Packers tight end gets emotional discussing Vegas incident involving brother Michael


GREEN BAY – After speaking to reporters for nearly 20 minutes at his locker, Packers tight end Martellus Bennett's final words were the most poignant.

"You just think, 'What if?'" Bennett said, getting emotional as he concluded a long discussion about an altercation with Las Vegas police his brother, Seahawks defensive lineman Michael, revealed publicly in a social media letter on Wednesday.

According to Michael Bennett, as police wrestled him to the ground to handcuff him in response to sounds resembling gunfire heard amidst the crowd departing from the Conor McGregor-Floyd Mayweather fight on Aug. 26, an officer put a gun to his head and threatened to "blow his (expletive) head off."

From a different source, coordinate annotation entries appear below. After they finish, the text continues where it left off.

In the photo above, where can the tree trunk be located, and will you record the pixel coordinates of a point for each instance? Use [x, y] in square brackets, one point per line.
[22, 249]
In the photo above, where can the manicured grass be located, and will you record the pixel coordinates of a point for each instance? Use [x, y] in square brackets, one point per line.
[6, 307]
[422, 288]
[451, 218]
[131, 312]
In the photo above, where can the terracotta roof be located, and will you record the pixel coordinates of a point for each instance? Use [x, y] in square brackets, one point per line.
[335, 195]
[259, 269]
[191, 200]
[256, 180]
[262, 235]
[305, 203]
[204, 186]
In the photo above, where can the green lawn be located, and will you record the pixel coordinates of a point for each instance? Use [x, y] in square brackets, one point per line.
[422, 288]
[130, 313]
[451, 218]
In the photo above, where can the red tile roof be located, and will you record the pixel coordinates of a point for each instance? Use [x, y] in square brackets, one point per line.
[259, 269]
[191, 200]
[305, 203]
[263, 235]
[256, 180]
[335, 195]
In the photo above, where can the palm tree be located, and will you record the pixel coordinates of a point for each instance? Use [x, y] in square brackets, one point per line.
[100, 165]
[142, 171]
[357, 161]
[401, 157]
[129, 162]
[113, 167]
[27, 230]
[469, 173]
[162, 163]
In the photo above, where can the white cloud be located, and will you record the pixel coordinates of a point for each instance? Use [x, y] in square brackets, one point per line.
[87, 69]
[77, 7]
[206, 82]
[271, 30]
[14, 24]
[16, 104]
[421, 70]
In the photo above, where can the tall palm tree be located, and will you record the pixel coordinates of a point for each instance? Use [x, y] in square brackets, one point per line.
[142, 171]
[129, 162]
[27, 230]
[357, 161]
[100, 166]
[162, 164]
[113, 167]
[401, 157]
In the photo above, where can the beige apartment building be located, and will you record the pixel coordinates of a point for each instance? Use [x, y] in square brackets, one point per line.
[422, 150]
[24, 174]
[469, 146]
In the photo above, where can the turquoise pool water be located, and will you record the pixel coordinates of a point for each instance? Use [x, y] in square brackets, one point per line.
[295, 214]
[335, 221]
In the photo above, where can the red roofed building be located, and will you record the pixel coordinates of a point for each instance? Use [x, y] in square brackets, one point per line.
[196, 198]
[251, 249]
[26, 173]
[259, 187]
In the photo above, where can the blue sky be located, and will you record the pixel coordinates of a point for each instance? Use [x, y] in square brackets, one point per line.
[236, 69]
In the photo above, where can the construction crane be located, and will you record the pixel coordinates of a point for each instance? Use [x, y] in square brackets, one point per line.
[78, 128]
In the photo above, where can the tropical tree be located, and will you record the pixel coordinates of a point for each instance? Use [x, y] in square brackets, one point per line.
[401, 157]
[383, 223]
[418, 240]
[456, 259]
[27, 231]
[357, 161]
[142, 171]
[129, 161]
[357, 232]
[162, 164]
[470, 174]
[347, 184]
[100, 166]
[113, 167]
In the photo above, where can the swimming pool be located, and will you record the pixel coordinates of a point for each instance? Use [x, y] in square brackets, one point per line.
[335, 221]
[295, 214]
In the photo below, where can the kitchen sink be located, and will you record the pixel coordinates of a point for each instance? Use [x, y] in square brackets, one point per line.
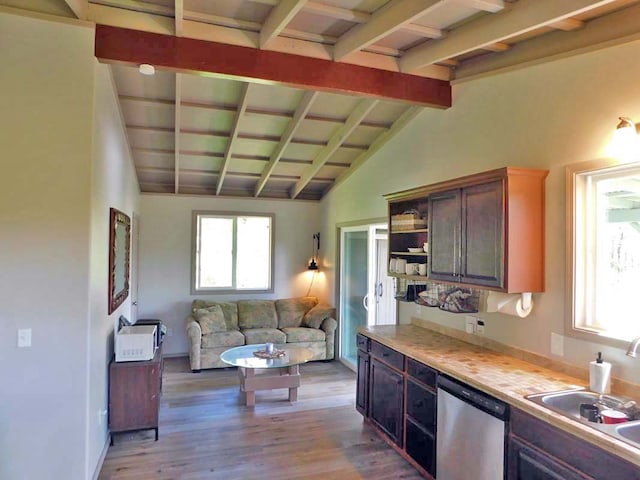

"Two seconds this way, two seconds that way, and the whole thing is different," Martellus Bennett said after practice late Wednesday, starting to let tears flow that he'd been holding back the whole time. "For me, I'll just be happy to see my brother because there was a chance I couldn't see him."

Sunday at Lambeau Field will be the first time Martellus will see his brother since the incident. They initially spoke about it not long after it happened, following Martellus' late-night return from the Packers' preseason game at Denver, which finished as the prize fight in Vegas got underway.

Martellus said they have spoken via FaceTime multiple times per week, and they've talked on the phone several times as well. The night of the incident, Martellus said his focus was on calming Michael down.

Since then, he's just tried to help his brother deal with his emotions, process his desire to go public, and navigate how to do so.

"I'm very proud of Michael and the way that he handled it," Martellus said.

The Las Vegas Police Department has said the incident is under investigation.

After Michael's letter was posted online Wednesday, Martellus responded with his own heartfelt social media post, and then a partial video of the incident also surfaced on the internet. It was understandably difficult for Martellus to watch.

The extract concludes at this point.